Another element of the AJP on the chopping block is its proposed $174 billion investment in EVs.  Although that investment in electrifying the nation's vehicle fleet was the single largest expenditure in the AJP as initially proposed, the bipartisan framework omits $100 billion in EV subsidies.

In contrast, that framework supports $55 billion of the AJP's proposed $111 billion in investments into improvements in drinking water and wastewater management systems, reflecting that replacing lead service lines may more clearly fall within what is viewed as hard infrastructure, than EV charging stations and rebates.

Perhaps the X-treme weather experienced globally this summer will cause both parties to come closer on the need to address the impacts of a warming environment, both by reducing emissions and promoting adaptation.  Yet, the more likely scenario is that, even if dressed as improving children's health, investments in climate mitigation lie in a politically intractable place.

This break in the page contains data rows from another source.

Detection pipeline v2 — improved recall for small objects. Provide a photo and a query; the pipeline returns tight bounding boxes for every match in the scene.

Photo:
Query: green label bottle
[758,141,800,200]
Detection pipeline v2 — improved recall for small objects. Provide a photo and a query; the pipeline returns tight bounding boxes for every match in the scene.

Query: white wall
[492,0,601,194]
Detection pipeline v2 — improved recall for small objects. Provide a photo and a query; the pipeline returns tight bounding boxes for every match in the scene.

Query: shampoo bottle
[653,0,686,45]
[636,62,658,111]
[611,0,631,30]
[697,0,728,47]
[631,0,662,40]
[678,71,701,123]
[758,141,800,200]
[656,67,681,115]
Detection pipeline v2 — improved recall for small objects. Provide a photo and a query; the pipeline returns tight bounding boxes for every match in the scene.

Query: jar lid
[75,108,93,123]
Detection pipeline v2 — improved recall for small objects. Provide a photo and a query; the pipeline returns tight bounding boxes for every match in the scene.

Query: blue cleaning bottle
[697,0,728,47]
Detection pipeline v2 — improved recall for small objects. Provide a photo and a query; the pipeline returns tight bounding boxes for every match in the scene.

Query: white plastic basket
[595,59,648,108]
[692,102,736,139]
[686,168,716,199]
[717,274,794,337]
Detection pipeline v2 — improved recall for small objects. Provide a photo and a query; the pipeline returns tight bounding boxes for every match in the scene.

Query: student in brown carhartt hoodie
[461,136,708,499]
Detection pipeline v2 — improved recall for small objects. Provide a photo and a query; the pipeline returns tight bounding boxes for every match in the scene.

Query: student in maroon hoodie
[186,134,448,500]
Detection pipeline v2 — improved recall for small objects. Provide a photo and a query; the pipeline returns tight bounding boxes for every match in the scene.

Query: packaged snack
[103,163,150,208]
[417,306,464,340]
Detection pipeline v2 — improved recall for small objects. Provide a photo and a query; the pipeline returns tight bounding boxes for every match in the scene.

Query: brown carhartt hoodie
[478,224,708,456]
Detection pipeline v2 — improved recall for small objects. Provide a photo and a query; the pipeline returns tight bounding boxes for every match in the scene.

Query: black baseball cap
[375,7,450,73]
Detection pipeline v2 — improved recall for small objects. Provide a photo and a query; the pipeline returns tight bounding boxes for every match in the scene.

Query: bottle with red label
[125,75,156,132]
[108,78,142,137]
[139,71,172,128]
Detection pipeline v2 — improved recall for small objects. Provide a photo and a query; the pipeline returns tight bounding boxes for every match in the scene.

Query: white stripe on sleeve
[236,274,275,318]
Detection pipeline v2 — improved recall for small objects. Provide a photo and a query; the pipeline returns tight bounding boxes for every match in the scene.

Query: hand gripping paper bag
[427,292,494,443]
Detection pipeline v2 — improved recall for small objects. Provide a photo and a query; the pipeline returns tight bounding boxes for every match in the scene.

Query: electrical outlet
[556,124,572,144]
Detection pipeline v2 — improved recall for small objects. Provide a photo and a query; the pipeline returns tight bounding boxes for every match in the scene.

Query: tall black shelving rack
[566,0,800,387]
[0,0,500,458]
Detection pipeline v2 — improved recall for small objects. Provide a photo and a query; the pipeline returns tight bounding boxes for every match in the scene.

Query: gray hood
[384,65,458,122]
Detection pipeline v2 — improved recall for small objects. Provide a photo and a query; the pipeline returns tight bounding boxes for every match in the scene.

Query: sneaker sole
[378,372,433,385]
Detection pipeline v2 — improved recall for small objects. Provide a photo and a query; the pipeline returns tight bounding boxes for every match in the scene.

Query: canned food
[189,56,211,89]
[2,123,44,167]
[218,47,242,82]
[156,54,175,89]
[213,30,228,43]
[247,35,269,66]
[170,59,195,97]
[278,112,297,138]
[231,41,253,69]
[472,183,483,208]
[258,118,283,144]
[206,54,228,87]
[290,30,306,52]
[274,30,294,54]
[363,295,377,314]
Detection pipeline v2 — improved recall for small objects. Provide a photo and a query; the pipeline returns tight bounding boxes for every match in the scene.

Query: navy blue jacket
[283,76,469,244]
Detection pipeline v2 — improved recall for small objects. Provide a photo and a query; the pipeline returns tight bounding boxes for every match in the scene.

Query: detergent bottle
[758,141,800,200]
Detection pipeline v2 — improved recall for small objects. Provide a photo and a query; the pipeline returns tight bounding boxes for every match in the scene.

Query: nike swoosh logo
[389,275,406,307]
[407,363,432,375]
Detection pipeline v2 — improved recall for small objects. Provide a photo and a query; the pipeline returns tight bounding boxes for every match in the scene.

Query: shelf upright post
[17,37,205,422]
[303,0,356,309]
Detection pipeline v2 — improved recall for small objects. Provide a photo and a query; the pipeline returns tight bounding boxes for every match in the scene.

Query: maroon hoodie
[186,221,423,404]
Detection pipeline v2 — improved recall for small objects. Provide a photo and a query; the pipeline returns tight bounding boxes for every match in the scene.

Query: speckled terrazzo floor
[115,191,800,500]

What's clear is that the AJP's investments would amount to a significant down payment towards the changes in energy generation and consumption needed to achieve the Administration's new NDC.  Some Republicans say it is too much, too soon.  Some progressives say it is too little, too late; we should just stop production and use of fossil fuels today.  While the AJP would point the U.S. in the right direction, for sure, the biggest question is how and when more than a bare majority of Congress will get on board with the objective of achieving a net-zero future.